Works From The Wise Ol' Hillbilly
The Seventh Day


On War
© 1990, R.E.Dalton



  A battlefield is much more than just a place where human beings are maimed and slain. 
It is a gory billboard whereupon the colossal stupidity of mankind is displayed before the universe.
War is never necessary. Resistance is necessary, but only as a last resort for stopping a butchery already begun. It is incomprehensible, after so many millions have been slaughtered, that men still persist in the horrible aspiration to destroy one another. Consider what is really lost.
Each person's mind, whether they be rich or poor, large or small, genius or moron, contains invaluable treasures of experience and thought which can never be replaced. There are dreams that, if nurtured and preserved, might solve problems which have plagued mankind from time's beginning. There are visions of great masterpieces of art and literature which will never be created; knowledge precious to humanity that only one soul possessed. All destroyed. The inventory is limitless.
"The Seventh Day" dawns on a place of such terrible destruction. But on this battlefield, wisdom prevails over hatred. Here, a great lesson is learned... if only the story were true.


The Seventh Day

 
In the morning air you could hear the clack 
Of retraction levers snapping back 
And safety catches opening death's cell door. 
The early sun was having fun 
Bouncing sparkles off the guns 
Of a hundred men in green prepared for war. 
 
In a wooded glen across the way 
A hundred others dressed in gray 
Prepared a violent charge 'gainst those in green. 
Their bodies tired, their clothing torn, 
Their bearded faces gaunt and worn, 
Spurred on by unknown force that none had seen. 
 
For six days now, the shot and shell 
Had plunged them into man-made hell 
And the dawning of the seventh had arrived. 
A gentle breeze rose from the west 
And stroked the torn and battered breast 
Of the bitter brae that bled as though alive. 
 
A thousand dead, and maybe two, 
Lay strewn beneath the morning dew 
In horrid gestures, stiffened, stark and still. 
But the scene portrayed, a lesson told, 
For though they rested white and cold, 
They lay "together" there upon the hill. 
 
Amid the rows of fallen gray 
The dead in green there also lay 
As though reclining leisurely in the sun. 
A ghostly aura there suggested 
They weren't dead, but only rested 
Side by side in friendship, every one. 
 
Death bears no grudge, the silence claimed; 
No malice stood amid the maimed 
And no such thing as conflict, friend or foe. 
They reclined resigned to a fact of fate; 
What once was enemy now was mate, 
For all had gone where every man must go. 
 
The dead leaves tumbled 'cross their chests 
And found no hatred in their breasts, 
For all was placid now, and death serene. 
No hand was raised in anger there 
Amid the quiet morning air, 
Just peace and coexistence played the scene. 
 
The dead in green cared not that day 
That his arm embraced the man in gray 
And the gray did not rebuke the green's caress. 
No prejudice rose 'gainst shade of skin 
Or shape of eyes, or birth or kin 
Or creed or size, or type or style of dress. 
 
Not one dead body cringed or shied 
From another lying by his side 
Or paid a heed to the uniform he wore. 
No voice was raised against another; 
Death decreed that all were brothers 
And hatred in their hearts would reign no more. 

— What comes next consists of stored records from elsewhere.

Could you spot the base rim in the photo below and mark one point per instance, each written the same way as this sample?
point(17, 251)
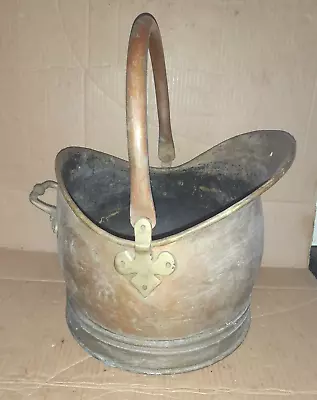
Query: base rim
point(177, 356)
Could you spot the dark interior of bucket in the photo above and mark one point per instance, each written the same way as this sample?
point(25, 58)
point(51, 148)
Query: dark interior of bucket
point(185, 195)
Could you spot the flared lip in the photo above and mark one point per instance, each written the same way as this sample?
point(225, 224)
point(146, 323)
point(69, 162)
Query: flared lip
point(279, 173)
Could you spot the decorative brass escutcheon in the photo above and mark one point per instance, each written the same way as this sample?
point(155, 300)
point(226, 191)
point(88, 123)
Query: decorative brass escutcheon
point(138, 266)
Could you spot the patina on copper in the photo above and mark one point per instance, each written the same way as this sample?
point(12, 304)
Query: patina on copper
point(160, 263)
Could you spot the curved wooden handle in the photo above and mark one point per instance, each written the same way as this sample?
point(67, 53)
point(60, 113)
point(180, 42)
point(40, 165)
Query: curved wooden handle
point(145, 35)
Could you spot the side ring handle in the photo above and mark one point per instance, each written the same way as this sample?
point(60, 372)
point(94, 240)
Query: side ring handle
point(145, 36)
point(39, 190)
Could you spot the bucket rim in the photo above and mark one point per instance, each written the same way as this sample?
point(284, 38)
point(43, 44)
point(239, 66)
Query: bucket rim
point(279, 173)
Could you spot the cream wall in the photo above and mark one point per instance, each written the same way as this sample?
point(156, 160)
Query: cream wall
point(233, 66)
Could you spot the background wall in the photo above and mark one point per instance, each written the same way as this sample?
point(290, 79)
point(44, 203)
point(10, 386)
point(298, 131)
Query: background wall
point(233, 66)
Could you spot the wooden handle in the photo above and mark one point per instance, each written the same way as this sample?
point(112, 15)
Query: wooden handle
point(145, 35)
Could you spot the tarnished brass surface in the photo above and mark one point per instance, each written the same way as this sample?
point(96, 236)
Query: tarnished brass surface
point(160, 263)
point(143, 271)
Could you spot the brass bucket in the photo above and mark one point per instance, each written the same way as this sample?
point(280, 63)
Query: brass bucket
point(160, 263)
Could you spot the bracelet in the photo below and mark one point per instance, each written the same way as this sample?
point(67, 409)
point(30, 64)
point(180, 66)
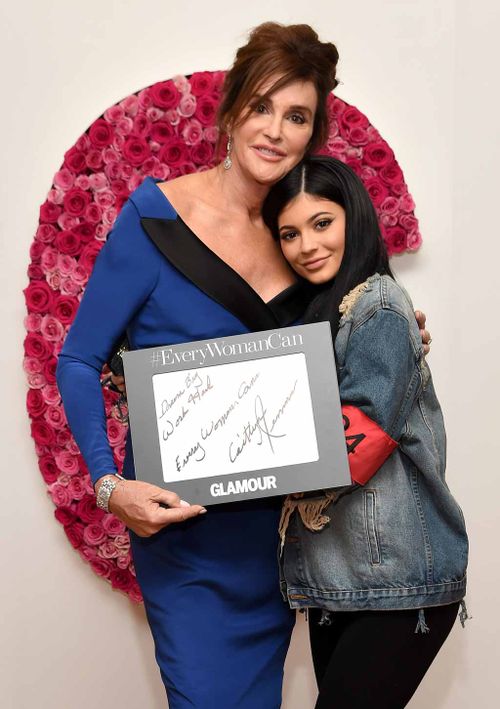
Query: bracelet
point(105, 489)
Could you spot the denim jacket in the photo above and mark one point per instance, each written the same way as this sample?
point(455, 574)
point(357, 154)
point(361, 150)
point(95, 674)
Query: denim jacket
point(399, 541)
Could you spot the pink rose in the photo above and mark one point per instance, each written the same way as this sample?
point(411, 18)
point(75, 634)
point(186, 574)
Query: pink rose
point(378, 154)
point(32, 365)
point(136, 150)
point(76, 488)
point(68, 242)
point(202, 153)
point(49, 370)
point(64, 309)
point(114, 114)
point(64, 179)
point(94, 534)
point(187, 106)
point(107, 550)
point(74, 532)
point(74, 160)
point(161, 131)
point(76, 201)
point(102, 567)
point(65, 515)
point(35, 346)
point(395, 238)
point(46, 233)
point(201, 83)
point(89, 255)
point(101, 134)
point(130, 105)
point(390, 205)
point(60, 495)
point(87, 510)
point(35, 404)
point(48, 469)
point(38, 297)
point(165, 95)
point(49, 212)
point(113, 526)
point(154, 114)
point(174, 152)
point(206, 110)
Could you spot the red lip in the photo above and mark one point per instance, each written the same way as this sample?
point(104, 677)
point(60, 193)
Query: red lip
point(278, 152)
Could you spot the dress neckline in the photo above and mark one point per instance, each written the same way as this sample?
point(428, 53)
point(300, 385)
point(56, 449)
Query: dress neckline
point(223, 264)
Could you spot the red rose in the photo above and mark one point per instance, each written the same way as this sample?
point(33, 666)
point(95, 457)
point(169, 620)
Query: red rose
point(101, 133)
point(74, 160)
point(161, 131)
point(202, 153)
point(392, 174)
point(35, 403)
point(89, 255)
point(42, 433)
point(136, 150)
point(64, 308)
point(68, 242)
point(121, 579)
point(74, 532)
point(206, 108)
point(48, 468)
point(88, 511)
point(174, 153)
point(49, 212)
point(76, 201)
point(378, 154)
point(395, 238)
point(38, 296)
point(202, 82)
point(165, 95)
point(65, 515)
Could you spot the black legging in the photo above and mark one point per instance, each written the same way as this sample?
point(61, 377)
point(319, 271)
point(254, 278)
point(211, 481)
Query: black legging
point(374, 659)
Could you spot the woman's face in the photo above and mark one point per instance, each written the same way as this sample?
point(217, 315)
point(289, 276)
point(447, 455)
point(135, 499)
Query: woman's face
point(275, 136)
point(312, 237)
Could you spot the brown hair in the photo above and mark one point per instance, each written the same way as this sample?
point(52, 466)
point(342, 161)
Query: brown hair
point(296, 54)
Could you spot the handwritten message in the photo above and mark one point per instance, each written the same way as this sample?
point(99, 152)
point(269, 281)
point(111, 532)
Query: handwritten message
point(235, 417)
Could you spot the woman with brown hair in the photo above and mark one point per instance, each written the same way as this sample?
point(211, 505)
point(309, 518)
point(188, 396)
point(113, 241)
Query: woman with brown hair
point(210, 584)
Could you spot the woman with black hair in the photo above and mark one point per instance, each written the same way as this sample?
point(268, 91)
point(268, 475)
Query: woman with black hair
point(380, 564)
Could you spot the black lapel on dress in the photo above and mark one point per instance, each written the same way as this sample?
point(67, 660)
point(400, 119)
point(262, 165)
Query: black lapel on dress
point(189, 255)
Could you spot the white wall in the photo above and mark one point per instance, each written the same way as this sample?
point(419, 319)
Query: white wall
point(426, 73)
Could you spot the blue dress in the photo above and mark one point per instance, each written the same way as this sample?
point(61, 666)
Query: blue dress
point(210, 585)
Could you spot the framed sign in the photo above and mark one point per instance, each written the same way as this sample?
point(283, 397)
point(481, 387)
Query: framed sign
point(239, 417)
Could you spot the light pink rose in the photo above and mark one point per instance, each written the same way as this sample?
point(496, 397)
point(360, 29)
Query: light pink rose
point(130, 105)
point(154, 114)
point(32, 322)
point(51, 395)
point(64, 179)
point(107, 550)
point(114, 114)
point(113, 526)
point(36, 380)
point(60, 495)
point(76, 488)
point(94, 534)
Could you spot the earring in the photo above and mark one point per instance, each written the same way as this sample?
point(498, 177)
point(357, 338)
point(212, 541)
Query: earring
point(228, 162)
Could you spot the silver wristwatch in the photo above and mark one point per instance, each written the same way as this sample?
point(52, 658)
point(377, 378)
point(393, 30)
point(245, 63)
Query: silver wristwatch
point(105, 489)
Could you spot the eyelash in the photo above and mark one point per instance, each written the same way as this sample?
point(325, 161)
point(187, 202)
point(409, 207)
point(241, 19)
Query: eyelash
point(301, 120)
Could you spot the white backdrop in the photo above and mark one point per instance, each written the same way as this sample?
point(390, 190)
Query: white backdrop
point(426, 74)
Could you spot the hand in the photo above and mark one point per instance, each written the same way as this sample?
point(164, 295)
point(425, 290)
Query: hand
point(424, 334)
point(139, 505)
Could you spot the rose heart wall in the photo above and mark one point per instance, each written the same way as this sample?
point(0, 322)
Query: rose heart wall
point(422, 72)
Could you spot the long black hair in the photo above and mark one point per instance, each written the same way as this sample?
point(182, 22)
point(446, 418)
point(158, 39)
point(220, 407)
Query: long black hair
point(364, 251)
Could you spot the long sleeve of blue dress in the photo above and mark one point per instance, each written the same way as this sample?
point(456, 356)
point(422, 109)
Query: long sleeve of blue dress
point(124, 275)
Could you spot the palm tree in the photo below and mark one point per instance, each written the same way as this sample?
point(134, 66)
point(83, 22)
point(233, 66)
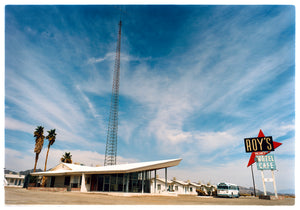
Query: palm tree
point(66, 158)
point(39, 142)
point(51, 138)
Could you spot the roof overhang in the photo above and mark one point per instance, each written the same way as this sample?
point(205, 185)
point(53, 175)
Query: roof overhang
point(113, 169)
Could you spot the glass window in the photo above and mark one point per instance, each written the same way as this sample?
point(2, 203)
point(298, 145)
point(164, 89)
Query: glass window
point(67, 180)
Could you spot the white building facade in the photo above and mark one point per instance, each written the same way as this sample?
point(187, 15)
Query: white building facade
point(134, 177)
point(15, 180)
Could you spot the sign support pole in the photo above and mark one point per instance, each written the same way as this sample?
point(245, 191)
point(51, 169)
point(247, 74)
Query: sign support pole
point(263, 178)
point(253, 180)
point(274, 184)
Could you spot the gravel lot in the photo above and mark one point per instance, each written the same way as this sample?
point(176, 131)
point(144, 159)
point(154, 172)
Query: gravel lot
point(15, 196)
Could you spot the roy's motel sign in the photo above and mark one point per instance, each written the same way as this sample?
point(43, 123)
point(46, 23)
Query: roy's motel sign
point(265, 162)
point(258, 144)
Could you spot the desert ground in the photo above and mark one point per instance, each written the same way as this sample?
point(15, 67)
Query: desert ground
point(21, 196)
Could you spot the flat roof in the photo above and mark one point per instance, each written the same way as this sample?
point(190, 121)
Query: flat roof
point(68, 168)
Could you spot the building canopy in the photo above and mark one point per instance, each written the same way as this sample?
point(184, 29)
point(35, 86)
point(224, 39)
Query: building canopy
point(73, 169)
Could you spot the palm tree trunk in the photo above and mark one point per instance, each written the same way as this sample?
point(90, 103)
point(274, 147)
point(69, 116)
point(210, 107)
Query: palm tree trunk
point(47, 157)
point(36, 159)
point(44, 178)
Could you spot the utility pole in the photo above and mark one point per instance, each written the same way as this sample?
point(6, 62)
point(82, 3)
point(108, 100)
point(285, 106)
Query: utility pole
point(112, 130)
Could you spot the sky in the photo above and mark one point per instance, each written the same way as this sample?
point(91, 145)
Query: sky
point(195, 81)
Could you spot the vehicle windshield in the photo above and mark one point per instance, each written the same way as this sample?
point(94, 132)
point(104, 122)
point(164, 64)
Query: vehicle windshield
point(223, 187)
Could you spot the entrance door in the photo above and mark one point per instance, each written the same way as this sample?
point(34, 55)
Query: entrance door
point(94, 183)
point(106, 183)
point(52, 181)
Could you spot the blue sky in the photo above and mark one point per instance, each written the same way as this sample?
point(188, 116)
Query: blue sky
point(195, 81)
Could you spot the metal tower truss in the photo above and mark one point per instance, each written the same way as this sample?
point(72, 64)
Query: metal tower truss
point(112, 131)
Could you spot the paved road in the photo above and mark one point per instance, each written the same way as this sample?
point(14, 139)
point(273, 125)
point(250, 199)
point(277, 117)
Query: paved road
point(22, 196)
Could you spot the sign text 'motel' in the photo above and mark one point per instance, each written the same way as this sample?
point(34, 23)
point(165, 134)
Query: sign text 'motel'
point(265, 162)
point(257, 144)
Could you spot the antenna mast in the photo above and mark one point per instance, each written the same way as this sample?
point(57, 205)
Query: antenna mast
point(112, 131)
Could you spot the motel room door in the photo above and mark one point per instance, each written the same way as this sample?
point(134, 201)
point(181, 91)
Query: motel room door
point(94, 183)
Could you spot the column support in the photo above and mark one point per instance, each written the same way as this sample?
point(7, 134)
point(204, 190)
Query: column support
point(127, 182)
point(83, 187)
point(166, 180)
point(274, 184)
point(143, 177)
point(155, 181)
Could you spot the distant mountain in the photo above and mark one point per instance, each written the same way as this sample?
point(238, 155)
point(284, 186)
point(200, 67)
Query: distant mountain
point(245, 190)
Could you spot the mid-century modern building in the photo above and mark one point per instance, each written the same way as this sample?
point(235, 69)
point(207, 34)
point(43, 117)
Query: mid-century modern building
point(133, 177)
point(15, 180)
point(180, 187)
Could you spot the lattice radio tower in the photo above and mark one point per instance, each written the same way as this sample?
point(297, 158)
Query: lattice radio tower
point(112, 131)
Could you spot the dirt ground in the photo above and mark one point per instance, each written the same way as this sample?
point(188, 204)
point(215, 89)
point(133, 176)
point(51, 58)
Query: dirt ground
point(16, 196)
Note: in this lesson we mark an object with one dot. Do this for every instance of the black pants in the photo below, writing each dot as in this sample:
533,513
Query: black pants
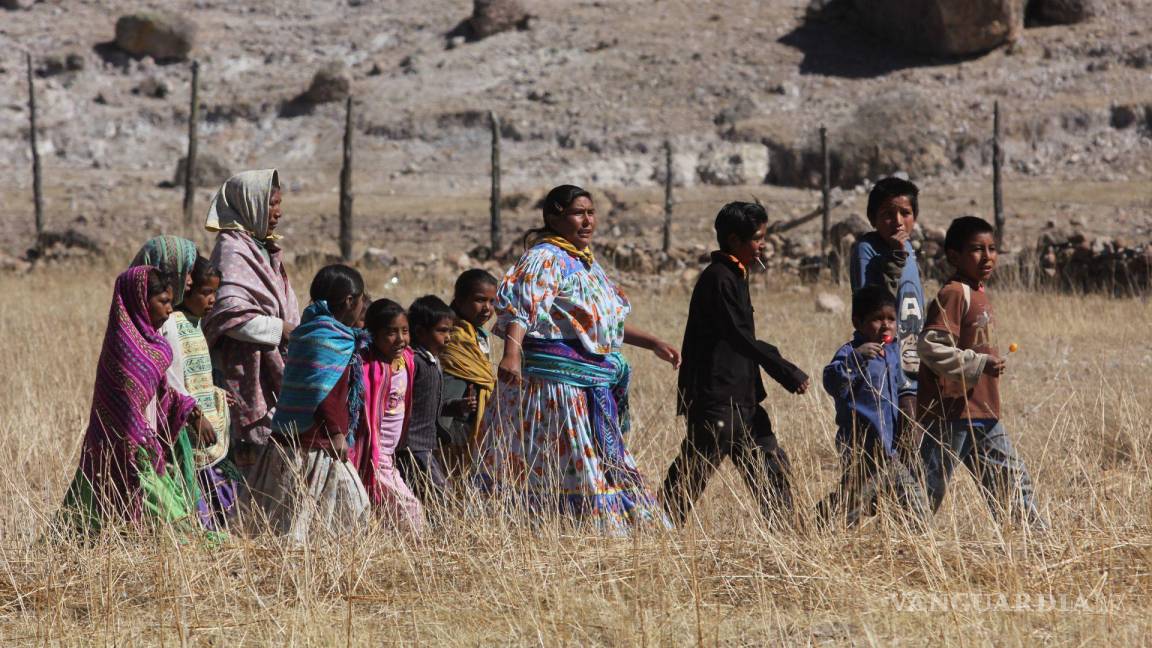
743,434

The panorama, thus unfolded, 
Chided now, and even scolded 
Those now left alive on either side. 
"When you are dead," the scene had said, 
"You'll coexist like us instead 
Of killing fellow men you can't abide." 
 
The message rose quite strong that day 
From those reposed in green and gray 
And both sides seemed to falter in their quest. 
If the gory dead in no-man's land 
Could lie together hand in hand, 
Why could not the living stand the test? 
 
What purpose had been served out here, 
Except to lose all those held dear 
To a futile fight where all had failed when tested? 
So the weapons fell from both sides' hands 
And they walked away from no-man's land... 
And so it was, on the seventh day, they rested.